Washington D.C. To Host High Speed Rail Summit
The Federal Highway Act of 1956 changed the lives of Americans. Thousands of jobs were created, cars were purchased and suburbs emerged. Our economy thrived and revitalized our nation. Trains were no longer needed as automobiles were affordable and all the rage.
56 years later, it is 2012. Cars are not as affordable. Gas prices are through the roof. Our carbon footprints are larger than life. And our economy, well, we all know how that is.
To help with job creation and get America moving again (and fast), many are in support of bringing the High Speed Rail to the United States. The HSR will connect major cities together with a 17,000 mile national high speed rail system with an estimated completion date by 2030.
The trains are revolutionizing the world as they speed across countries at 220 miles per hour. They currently operate in more than 20 countries worldwide including the UK, France, Spain, China and Germany. In Japan, 9 billion passengers have been riding the trains for over 45 years without a single fatality. Ten more countries are under construction including Saudi Arabia and Italy. Turkey, Morocco, Russia, Poland, Brazil and Argentina are among the 14 countries currently under development.
The High Speed Rail Summit, an independent, nonprofit trade association focused on advancing the speed rail in the country, will be meeting in Washington, D.C. on February 28- March 1 where supporters and opponents of bringing the trains to our nation can voice their opinions. Numerous highlighted speakers who will be in attendance include U.S. Congresswoman Nancy Pelosi, U.S. Congressman John Mica, U.S. Transportation Secretary Ray LaHood and U.S. Congressman Jim Oberstar. They’ll inform the public and continue to gain popularity and support to begin building the trains that could reshape our country’s transportation system and kick our economy back in to full gear.
The speakers will discuss the many challenges with launching a major new infrastructure project as large as this, such as the high cost to begin the project (just $98 billion in California alone), but will also stress the importance of bringing the high speed rail to the United States. The High Speed Rail Summit said the project will not only revive our economy and add millions of new jobs, but it will reduce our dependence on oil, reduce congestion and provide safe and affordable transportation. These trains have the ability to take 18.6 million cars off the road, said Peter Calthorpe for the New York Times. “This type of development means less air pollution, fewer respiratory diseases, less water consumption, efficient local infrastructure and lower costs to local governments,” he said.

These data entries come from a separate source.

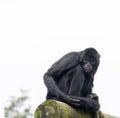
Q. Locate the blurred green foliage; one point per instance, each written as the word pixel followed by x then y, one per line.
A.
pixel 17 107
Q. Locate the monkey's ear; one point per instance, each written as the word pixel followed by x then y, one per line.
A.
pixel 82 54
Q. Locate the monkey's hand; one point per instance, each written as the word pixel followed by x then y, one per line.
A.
pixel 93 96
pixel 71 100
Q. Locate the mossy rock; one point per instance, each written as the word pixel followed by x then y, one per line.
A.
pixel 57 109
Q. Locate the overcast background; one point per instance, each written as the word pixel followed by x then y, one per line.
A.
pixel 34 34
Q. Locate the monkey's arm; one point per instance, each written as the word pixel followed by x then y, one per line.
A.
pixel 58 69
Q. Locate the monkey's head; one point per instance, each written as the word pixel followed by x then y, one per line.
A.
pixel 89 59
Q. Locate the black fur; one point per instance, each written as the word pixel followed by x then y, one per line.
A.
pixel 70 79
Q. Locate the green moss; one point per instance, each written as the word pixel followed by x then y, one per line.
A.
pixel 57 109
pixel 37 113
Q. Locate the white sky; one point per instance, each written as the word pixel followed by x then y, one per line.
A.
pixel 34 34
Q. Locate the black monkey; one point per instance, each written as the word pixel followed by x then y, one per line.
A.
pixel 70 79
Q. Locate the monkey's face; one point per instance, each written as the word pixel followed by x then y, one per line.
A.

With the pros and cons piling up across the country, it might be difficult to decide to stand for or against the High Speed Rail. Join others this Tuesday- Thursday at Alion Conference Center, 1100 New Jersey Ave S.E., directly across the street from Navy Yard metro station, for speeches, networking events and programs to establish an opinion on the project that could quite possibly change the way Americans travel. Again.